Crédit: André Laroche
Journal d'expédition
Jour 1

Nous laissons notre voiture au centre de visiteurs de Pinkham Notch, au pied du mont Washington. Nous prenons une navette jusqu’au camping Lafayette, situé à 80 km à l’ouest. Le gite de Lonesome Lake n’est situé qu’à 1,6 km du camping avec un dénivelé d’à peine 300 mètres. La distance se franchit en un peu plus d’une heure.

Jour 2

Nous redescendons au camping Lafayette avant de grimper jusqu’au gite Greenleaf par le sentier Old Bridle Path. L’ascension de 744 mètres met nos jambes à l’épreuve. On parcourt les 7,5 km en quelque cinq heures. Pluie et brouillard rendent la visibilité nulle. Dommage.

Jour 3

Destination : le gite de Galehead. Une journée épuisante de 12,4 km franchis en dix heures. D’abord l’ascension finale du Lafayette (1 603 mètres), puis une descente dans un col profond avant de grimper le mont Garfield (1 372 mètres). Le sentier, parfois primitif (du genre à descendre dans une cascade), demande un effort soutenu. 

Jour 4

Ce tronçon de 11,3 km débute par la rude ascension du sommet sud du mont Twinway (1 494 mètres). Mais le reste du sentier se déroule sur un plateau sans véritable dénivelé.

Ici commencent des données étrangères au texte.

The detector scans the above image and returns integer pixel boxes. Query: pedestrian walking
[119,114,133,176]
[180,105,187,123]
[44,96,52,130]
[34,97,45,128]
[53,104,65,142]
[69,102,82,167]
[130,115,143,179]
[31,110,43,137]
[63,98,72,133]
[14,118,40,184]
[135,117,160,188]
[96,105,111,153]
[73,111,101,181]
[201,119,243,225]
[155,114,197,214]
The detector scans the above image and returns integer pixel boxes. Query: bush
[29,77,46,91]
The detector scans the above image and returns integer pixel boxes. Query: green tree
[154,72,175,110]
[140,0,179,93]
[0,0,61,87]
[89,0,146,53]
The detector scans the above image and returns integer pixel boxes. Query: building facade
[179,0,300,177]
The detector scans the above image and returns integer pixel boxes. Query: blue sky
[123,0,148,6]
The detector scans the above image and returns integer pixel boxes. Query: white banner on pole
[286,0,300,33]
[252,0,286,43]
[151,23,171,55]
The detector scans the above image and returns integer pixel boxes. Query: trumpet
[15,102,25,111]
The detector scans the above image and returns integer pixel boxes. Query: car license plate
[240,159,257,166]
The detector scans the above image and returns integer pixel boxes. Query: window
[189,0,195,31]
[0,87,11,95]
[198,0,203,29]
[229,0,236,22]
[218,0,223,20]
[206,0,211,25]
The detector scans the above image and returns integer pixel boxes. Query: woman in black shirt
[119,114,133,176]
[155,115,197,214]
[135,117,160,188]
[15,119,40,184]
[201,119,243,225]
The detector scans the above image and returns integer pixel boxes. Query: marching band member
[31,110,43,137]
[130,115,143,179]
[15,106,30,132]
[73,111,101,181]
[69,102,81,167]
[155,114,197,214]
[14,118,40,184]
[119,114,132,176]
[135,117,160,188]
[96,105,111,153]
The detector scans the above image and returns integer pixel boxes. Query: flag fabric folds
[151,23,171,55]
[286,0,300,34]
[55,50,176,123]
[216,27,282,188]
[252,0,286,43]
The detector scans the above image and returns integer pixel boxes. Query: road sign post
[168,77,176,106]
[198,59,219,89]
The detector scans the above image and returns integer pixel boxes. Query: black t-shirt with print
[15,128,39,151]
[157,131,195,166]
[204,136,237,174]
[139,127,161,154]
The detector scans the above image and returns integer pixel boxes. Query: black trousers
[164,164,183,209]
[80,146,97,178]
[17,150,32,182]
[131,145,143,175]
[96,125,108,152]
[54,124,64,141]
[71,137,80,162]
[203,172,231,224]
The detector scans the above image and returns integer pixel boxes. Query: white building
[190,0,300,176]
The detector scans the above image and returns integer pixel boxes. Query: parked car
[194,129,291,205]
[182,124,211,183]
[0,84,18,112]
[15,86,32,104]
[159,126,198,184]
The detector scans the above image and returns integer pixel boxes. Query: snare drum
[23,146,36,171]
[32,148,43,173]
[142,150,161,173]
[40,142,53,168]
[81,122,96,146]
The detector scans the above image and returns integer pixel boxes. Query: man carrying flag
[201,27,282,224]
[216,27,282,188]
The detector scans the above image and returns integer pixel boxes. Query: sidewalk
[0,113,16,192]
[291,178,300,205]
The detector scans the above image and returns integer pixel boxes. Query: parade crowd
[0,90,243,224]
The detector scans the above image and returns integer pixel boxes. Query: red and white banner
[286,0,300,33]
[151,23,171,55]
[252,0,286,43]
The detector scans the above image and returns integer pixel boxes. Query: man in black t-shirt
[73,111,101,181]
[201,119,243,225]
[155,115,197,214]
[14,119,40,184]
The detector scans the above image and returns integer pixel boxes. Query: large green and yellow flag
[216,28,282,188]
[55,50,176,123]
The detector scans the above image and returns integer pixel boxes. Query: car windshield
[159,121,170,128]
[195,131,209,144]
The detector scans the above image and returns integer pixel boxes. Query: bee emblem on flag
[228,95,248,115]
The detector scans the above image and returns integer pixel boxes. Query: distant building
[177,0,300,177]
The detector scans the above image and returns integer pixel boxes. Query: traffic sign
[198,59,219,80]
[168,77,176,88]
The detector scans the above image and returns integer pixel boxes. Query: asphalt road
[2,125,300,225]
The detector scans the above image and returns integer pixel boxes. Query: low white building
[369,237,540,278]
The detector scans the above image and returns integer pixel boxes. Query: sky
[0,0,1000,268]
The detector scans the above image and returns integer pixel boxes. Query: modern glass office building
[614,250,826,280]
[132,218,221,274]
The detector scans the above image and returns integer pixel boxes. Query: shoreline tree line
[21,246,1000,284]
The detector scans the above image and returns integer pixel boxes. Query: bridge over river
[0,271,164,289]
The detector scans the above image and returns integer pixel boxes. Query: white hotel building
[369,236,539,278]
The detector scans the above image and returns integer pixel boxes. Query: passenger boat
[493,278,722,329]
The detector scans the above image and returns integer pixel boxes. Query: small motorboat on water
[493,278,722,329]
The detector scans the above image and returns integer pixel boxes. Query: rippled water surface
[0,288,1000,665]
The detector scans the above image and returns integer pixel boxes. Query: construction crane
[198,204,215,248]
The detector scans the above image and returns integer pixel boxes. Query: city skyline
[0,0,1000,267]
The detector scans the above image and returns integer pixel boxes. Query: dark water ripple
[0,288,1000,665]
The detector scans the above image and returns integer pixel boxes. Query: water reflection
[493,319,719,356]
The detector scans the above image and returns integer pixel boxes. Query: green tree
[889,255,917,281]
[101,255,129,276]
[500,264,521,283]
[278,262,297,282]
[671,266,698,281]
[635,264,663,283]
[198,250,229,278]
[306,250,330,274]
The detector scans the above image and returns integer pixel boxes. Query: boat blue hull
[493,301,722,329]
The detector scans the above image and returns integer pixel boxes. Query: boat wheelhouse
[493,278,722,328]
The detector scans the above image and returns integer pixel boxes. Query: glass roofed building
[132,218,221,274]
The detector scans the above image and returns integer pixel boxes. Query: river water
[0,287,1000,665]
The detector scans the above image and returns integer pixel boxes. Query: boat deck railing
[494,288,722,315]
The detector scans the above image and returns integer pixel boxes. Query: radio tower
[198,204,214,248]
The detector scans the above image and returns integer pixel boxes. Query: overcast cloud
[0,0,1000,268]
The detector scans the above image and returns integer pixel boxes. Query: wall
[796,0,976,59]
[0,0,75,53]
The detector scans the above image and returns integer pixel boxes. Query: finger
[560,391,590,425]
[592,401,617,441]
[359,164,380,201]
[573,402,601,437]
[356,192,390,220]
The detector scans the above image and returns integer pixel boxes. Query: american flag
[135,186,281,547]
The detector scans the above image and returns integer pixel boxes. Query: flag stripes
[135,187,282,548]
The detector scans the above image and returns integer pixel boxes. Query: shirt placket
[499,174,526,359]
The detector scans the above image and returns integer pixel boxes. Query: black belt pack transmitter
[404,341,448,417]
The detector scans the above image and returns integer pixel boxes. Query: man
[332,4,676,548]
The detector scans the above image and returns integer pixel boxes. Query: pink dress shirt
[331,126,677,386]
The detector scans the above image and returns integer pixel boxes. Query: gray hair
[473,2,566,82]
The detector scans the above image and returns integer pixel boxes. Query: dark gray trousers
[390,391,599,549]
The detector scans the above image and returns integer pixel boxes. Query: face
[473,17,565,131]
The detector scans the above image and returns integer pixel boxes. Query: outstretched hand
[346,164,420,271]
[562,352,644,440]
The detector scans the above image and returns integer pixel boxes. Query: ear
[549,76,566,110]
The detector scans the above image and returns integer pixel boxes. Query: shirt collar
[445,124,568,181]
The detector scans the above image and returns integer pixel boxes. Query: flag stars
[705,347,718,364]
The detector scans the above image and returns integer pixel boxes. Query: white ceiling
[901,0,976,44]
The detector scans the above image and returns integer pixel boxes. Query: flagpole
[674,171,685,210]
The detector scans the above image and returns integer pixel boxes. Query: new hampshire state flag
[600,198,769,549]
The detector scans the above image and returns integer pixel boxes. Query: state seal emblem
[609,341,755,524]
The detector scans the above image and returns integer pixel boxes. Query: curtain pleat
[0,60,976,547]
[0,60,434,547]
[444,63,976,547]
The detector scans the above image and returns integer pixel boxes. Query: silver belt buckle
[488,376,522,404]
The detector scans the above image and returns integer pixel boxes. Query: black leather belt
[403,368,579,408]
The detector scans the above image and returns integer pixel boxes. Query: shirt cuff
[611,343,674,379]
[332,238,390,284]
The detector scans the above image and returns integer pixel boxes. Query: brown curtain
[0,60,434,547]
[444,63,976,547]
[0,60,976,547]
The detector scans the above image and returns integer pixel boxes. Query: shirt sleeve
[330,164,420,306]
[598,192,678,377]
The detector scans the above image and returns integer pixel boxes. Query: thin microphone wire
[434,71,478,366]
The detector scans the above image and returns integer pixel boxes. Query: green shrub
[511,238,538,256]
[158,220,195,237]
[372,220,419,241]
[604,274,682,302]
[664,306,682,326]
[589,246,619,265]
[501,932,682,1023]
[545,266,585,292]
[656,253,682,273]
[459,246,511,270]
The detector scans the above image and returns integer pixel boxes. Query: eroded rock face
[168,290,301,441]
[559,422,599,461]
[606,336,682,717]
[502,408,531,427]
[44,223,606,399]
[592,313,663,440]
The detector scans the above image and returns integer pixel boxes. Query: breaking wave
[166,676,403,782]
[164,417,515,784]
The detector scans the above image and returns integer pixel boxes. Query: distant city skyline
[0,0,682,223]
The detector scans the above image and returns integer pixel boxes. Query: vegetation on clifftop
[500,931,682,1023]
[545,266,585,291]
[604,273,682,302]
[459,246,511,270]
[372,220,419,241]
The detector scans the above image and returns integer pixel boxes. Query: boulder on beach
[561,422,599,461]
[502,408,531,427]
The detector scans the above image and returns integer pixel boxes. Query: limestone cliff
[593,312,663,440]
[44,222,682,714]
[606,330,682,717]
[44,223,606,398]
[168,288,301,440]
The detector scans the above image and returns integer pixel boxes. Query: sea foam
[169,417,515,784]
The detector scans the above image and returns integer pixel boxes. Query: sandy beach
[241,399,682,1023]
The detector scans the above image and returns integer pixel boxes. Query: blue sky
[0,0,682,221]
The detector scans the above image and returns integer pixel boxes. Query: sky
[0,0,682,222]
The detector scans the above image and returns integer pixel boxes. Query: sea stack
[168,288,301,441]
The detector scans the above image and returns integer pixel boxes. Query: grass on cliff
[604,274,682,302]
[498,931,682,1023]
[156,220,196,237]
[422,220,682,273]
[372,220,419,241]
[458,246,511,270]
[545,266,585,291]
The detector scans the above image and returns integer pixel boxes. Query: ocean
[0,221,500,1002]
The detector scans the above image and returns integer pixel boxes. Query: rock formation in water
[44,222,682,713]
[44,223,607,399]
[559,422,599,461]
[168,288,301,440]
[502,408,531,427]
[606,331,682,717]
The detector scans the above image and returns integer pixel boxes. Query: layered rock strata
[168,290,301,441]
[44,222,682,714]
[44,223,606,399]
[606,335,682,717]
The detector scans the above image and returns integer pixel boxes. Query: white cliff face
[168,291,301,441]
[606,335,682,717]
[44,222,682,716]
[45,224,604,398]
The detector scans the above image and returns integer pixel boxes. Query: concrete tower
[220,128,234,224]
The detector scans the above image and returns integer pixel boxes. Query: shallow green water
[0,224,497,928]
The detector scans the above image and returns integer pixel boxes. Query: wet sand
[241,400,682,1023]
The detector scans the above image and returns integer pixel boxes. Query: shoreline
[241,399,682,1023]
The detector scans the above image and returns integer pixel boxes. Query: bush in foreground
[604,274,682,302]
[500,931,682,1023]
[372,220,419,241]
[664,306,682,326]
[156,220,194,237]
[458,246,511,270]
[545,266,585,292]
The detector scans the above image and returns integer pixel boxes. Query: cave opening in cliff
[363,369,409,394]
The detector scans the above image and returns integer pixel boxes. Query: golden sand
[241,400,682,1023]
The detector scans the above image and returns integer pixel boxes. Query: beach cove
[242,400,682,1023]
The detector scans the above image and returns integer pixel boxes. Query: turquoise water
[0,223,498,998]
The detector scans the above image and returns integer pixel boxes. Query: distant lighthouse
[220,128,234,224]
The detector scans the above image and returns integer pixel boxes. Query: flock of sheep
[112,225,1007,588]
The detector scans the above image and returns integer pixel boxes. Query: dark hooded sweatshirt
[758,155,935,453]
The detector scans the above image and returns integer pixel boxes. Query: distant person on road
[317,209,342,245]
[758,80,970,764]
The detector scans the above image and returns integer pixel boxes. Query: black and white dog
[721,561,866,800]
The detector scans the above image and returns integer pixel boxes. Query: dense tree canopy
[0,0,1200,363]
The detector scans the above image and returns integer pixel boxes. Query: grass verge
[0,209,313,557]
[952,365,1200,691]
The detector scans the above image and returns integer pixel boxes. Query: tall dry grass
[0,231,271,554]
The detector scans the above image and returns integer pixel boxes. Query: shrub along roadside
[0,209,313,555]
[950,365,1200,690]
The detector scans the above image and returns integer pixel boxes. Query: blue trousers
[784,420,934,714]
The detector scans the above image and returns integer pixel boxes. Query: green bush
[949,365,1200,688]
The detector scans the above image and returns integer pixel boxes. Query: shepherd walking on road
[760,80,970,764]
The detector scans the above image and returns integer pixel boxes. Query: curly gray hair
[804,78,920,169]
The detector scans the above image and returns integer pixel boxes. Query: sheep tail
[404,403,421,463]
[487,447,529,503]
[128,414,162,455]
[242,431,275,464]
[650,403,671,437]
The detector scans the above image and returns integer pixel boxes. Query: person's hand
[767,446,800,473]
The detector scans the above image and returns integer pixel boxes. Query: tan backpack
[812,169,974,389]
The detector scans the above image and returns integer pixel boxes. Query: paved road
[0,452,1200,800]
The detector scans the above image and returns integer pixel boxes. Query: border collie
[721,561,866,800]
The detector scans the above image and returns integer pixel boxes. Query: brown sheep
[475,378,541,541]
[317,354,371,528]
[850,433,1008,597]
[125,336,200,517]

Il se termine cependant par une descente abrupte vers le gite de Zealand Falls. Une autre journée de six heures.

Jour 5

Le prochain gite, Mizpah Spring, est situé à 13,1 km. On arrête au Highland Center, à Crawford Notch, pour diner. Nous récupérons un providentiel sac de ravitaillement (nourriture et vêtements propres) laissé à la réception lors d’une halte de la navette, le premier jour. On paresse au soleil avant de retourner sur le sentier. Sept heures de marche en tout.

Jour 6

Facile et extatique. Le gite de Lakes of the Clouds se situe à 7,7 km avec un dénivelé de 380 mètres. Comme on marche au-dessus de la cime des arbres, les points de vue époustouflants se succèdent. Merci au ciel sans nuage. À destination en trois petites heures de pur bonheur.

Jour 7

Une journée en deux temps. La première partie du trajet de 12 km se marche aisément. Mais le mont Jefferson dépassé, le sentier traverse un pierrier instable. Nos jambes fatiguées trouvent difficile la dernière et longue descente vers le refuge Madison. Une autre journée de sept heures.

Jour 8

Un véritable marathon de quelque 15 km pour atteindre le gite de Carter Notch. D’abord la descente abrupte d’environ 1 200 mètres par les sentiers Parapet et Osgood. Puis une agréable marche le long de la rivière Peabody sur le sentier Great Gulf avant de déboucher sur la route 16. Il faut marcher à peu près 1,6 km sur l’accotement pour se rendre au stationnement du sentier 19-mile brook. Il faudra trois heures pour parcourir les 6 km d’une ascension de 580 mètres.

Jour 9

On revient sur nos pas sur le sentier 19-mile brook en deux heures et demie.